Bob Jones students are allowed 150 demerits before being suspended from school and Peterman became a blip on Bob Jones radar (and hit list) in Novemeber of 2011 when he stated a group called “Do Right BJU”.
After that the University forced Peterman to start attending counseling with the dean of men after Christmas break. He was required to read entire books of the Bible every day and write out devotions.
Bob Jones students are allowed 150 demerits before being suspended from school. He said the demerits started small for things like not shaving, returning to his dorm late, Facebook violations and forgetting to make his bed.
Peterman said the infractions got bigger until he topped out at 170 demerits last week. But t claims less than half are legitimate.
According to Peterman acquaintance Lara McClintok:
(We) were concerned that he would be targeted after the protest, and he was. I read the accounts of what was happening to him each week, and it was ugly. The Dean of Men was horribly insulting to him. It was pretty obvious the school was just trying to catch him tripping up so they could get rid of the protester once and for all. If this is how the school treats a loyal student with a legitimate concern (which he was and did have), the school needs to shut its doors. When GLEE is considered a bigger sin than having a board member who knowingly covered up a rape, it’s time to quit calling the school Christian.
And this is far from the first scandal at the so called “Christian University”

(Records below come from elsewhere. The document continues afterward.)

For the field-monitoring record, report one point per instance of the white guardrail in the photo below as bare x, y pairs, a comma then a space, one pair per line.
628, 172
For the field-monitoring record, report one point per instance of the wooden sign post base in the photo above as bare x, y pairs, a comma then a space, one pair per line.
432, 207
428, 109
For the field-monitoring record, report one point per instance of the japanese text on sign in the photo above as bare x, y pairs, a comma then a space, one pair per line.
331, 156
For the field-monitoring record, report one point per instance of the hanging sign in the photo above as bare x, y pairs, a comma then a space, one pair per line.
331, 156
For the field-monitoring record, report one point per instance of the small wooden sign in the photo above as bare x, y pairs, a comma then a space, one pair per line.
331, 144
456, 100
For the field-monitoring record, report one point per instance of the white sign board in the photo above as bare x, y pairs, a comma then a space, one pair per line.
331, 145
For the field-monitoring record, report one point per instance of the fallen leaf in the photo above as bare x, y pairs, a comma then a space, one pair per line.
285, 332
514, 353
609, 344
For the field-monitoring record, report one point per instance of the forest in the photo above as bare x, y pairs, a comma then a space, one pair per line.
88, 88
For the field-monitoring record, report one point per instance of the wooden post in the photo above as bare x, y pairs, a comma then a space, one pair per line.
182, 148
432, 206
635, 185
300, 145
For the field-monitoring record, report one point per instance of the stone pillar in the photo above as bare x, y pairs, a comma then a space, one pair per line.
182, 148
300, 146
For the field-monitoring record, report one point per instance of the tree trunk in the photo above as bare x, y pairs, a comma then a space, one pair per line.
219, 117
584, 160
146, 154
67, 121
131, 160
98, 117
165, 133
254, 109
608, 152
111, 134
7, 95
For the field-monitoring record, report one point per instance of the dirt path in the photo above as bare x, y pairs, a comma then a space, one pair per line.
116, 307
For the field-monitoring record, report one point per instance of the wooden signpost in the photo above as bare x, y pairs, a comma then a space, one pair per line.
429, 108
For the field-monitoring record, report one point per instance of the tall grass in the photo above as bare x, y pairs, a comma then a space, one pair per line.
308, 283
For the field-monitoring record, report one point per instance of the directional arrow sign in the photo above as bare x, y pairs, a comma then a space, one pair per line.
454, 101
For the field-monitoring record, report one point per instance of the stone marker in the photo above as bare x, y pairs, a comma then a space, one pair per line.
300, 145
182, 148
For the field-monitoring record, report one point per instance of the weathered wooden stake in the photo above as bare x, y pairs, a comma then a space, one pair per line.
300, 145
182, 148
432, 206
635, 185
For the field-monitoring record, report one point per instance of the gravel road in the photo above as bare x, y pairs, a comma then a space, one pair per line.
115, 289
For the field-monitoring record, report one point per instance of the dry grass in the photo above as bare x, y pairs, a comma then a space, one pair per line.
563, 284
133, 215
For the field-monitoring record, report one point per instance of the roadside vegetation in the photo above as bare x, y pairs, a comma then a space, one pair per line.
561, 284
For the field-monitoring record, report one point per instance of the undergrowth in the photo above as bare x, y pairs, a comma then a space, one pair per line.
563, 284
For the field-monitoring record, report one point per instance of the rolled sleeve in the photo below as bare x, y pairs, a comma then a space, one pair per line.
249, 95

BJU did not enroll black students until 1971, eight years after the University of South Carolina and Clemson University had been integrated by court order. From 1971 to 1975, BJU admitted only married blacks, although the Internal Revenue Service (IRS) had already determined in 1970 that “private schools with racially discriminatory admissions policies” were not entitled to federal tax exemption. BJU fought back saying that University met all other criteria for tax-exempt status and that the school’s racial discrimination was based on sincerely held religious beliefs, that “God intended segregation of the races and that the Scriptures forbid interracial marriage
In 1976, the Internal Revenue Service notified the university that its tax exemption had been revoked and had to pay back taxes retroactively back to 1970 which totaled more than a million dollars.
When BJU did start to admit single black students it instituted an “no interracial dating rule.” which it dropped only 12 years ago in the year 2000 during a visit from then presidential candidate George W. Bush because of the media attention it garnered.